Big data takes center stage at ninth annual EMC telecommunications summit

The ninth EMC Telecommunications Summit for Turkey, Emerging Africa and Middle East opened in Dubai today where Pat Gelsinger, President and Chief Operating Officer, EMC Information Infrastructure Products, delivered the keynote. The Summit, attended by the region’s telecom CIOs and IT decision makers, has been taking place in the region every year since 2003, providing CIOs from the leading regional telecom operators with strategic insights to realize more agile, data-savvy and secure businesses.
IDC’s 2011 Digital Universe Study, Extracting Value from Chaos, which was sponsored by EMC, predicted the world would create a staggering 1.8 zettabytes (1.8 trillion gigabytes) of digital information last year. It also stated that, over the next decade, the amount of information managed by enterprise datacenters will grow by a factor of 50, and the number of files the datacenter will have to deal with will grow by a factor of 75, at least. Meanwhile, the number of IT professionals in the world will grow by less than 1.5 times.
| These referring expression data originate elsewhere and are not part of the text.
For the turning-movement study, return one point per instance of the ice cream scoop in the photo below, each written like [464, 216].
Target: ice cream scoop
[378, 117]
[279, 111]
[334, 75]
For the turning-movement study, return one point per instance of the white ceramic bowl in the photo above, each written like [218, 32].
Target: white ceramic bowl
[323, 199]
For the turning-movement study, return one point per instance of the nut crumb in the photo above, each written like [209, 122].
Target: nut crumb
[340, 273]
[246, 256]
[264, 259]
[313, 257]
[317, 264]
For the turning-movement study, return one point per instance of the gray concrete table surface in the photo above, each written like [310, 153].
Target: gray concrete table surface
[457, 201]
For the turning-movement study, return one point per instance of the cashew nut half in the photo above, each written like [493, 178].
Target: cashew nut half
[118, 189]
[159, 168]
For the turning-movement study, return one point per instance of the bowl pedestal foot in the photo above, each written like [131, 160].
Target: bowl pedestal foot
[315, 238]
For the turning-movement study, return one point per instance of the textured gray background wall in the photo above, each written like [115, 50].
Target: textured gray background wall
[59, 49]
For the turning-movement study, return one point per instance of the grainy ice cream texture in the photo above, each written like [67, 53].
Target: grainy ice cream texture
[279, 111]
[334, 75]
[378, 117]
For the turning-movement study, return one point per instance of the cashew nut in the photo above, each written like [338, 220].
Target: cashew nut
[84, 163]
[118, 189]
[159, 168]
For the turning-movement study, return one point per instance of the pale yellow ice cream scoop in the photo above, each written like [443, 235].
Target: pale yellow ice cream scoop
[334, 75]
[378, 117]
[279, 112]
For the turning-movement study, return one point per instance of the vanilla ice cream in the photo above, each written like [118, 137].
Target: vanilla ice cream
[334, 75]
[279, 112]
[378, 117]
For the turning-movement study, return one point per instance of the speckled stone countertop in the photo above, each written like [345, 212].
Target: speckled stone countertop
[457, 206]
Data is growing faster than Moore's Law, and at the Summit today EMC issued a call to action, urging CIOs to make the leap from operating internal IT as a cost center to transforming it into a savvy internal service provider. A different architectural approach is required to keep up with and subsequently exploit exploding datasets and this is resulting in a defined focus on game-changing IT Transformation technologies, Big Data analytics and security.
The EMC Telecom Summit explores the best approaches to transform IT into a business enabler that offers new IT services while dealing with the increasing challenges of managing various unstructured data.
At the event, EMC demonstrated the competitive value hidden in Big Data and showcased the trusted solutions telecommunications companies are turning to in order to protect their environments from advanced threats and to have a single point of visibility and control (across physical, virtual, and cloud assets). According to EMC, increased automation in progressively broader and more dispersed IT environments is key to managing exploding datasets; this is what EMC is building into its storage assets, its compute and virtualization assets, as well as across its analytics framework, with a focus on swift and easy capacity expansion that does not generate onerous administrative requirements or impact on performance.